Funding: The study received funding from National Institute of Neurological Disorders and Stroke ( grants R56 NS109608 and R01 NS122805 ) and Arizona Biomedical Research Commission ( grant ADHS18-198846 ).
About this Parkinson’s disease and neuropharmacology research news
Author: Niranjana Sahasranamam Rajalakshmi
Source: University of Arizona
Contact: Niranjana Sahasranamam Rajalakshmi – University of Arizona
Image: The image is credited to Neuroscience News
Original Research: Open access.
” Decoupling of motor cortex to movement in Parkinson’s dyskinesia rescued by sub-anaesthetic ketamine” by Abhilasha Vishwanath et al. Brain
Abstract
Decoupling of motor cortex to movement in Parkinson’s dyskinesia rescued by sub-anaesthetic ketamine
Movement control is governed by the gamma band and single-unit neural activity in the primary motor cortex ( M1 ).
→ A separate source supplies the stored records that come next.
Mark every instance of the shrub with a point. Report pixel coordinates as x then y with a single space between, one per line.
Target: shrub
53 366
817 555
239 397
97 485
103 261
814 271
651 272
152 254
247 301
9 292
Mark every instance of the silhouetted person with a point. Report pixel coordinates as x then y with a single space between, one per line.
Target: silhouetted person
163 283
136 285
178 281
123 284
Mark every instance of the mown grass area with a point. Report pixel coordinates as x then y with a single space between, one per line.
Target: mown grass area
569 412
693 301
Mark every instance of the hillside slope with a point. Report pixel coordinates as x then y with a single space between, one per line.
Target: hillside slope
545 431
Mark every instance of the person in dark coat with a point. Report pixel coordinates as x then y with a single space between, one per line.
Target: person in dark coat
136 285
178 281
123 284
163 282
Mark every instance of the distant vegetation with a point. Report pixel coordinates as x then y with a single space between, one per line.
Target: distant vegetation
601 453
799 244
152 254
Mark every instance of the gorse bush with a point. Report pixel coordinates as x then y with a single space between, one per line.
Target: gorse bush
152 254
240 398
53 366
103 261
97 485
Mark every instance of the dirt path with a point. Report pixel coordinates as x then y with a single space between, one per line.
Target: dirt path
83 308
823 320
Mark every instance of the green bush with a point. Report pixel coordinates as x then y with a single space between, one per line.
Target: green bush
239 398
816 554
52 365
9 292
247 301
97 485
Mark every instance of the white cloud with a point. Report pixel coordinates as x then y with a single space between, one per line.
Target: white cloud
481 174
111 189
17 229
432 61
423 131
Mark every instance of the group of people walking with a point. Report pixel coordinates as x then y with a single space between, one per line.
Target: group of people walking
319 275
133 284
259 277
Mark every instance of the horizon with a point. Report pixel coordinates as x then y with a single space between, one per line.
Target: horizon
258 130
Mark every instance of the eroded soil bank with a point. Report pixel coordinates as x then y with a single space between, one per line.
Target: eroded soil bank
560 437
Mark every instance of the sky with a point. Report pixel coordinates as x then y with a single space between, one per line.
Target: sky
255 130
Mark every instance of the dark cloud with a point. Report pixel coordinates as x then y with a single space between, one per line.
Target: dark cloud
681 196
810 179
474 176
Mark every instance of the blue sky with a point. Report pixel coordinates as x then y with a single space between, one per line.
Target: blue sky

This activity is disrupted in Parkinson’s disease ( PD ) and levodopa-induced dyskinesia ( LID), a debilitating consequence of dopamine replacement therapy for PD. Physiological features of LID include pathological narrowband gamma oscillations, finely tuned gamma (FTG), and altered M1 firing activity.
Since most studies characterize LID through visual scoring, little is known about the relationships between ongoing dyskinetic movements, gamma, and neuronal activity at fast ( sub-second ) and slow ( seconds ) timescales.
In animal models of PD and LID, we investigate how motor cortex activity changes with movement at different timescales. Furthermore, sub-anesthetic ketamine has emerged as a possible therapy for LID.
How ketamine may reduce LID is not fully understood. Consequently, we investigate how ketamine affects the relationship between motor cortex activity and movement.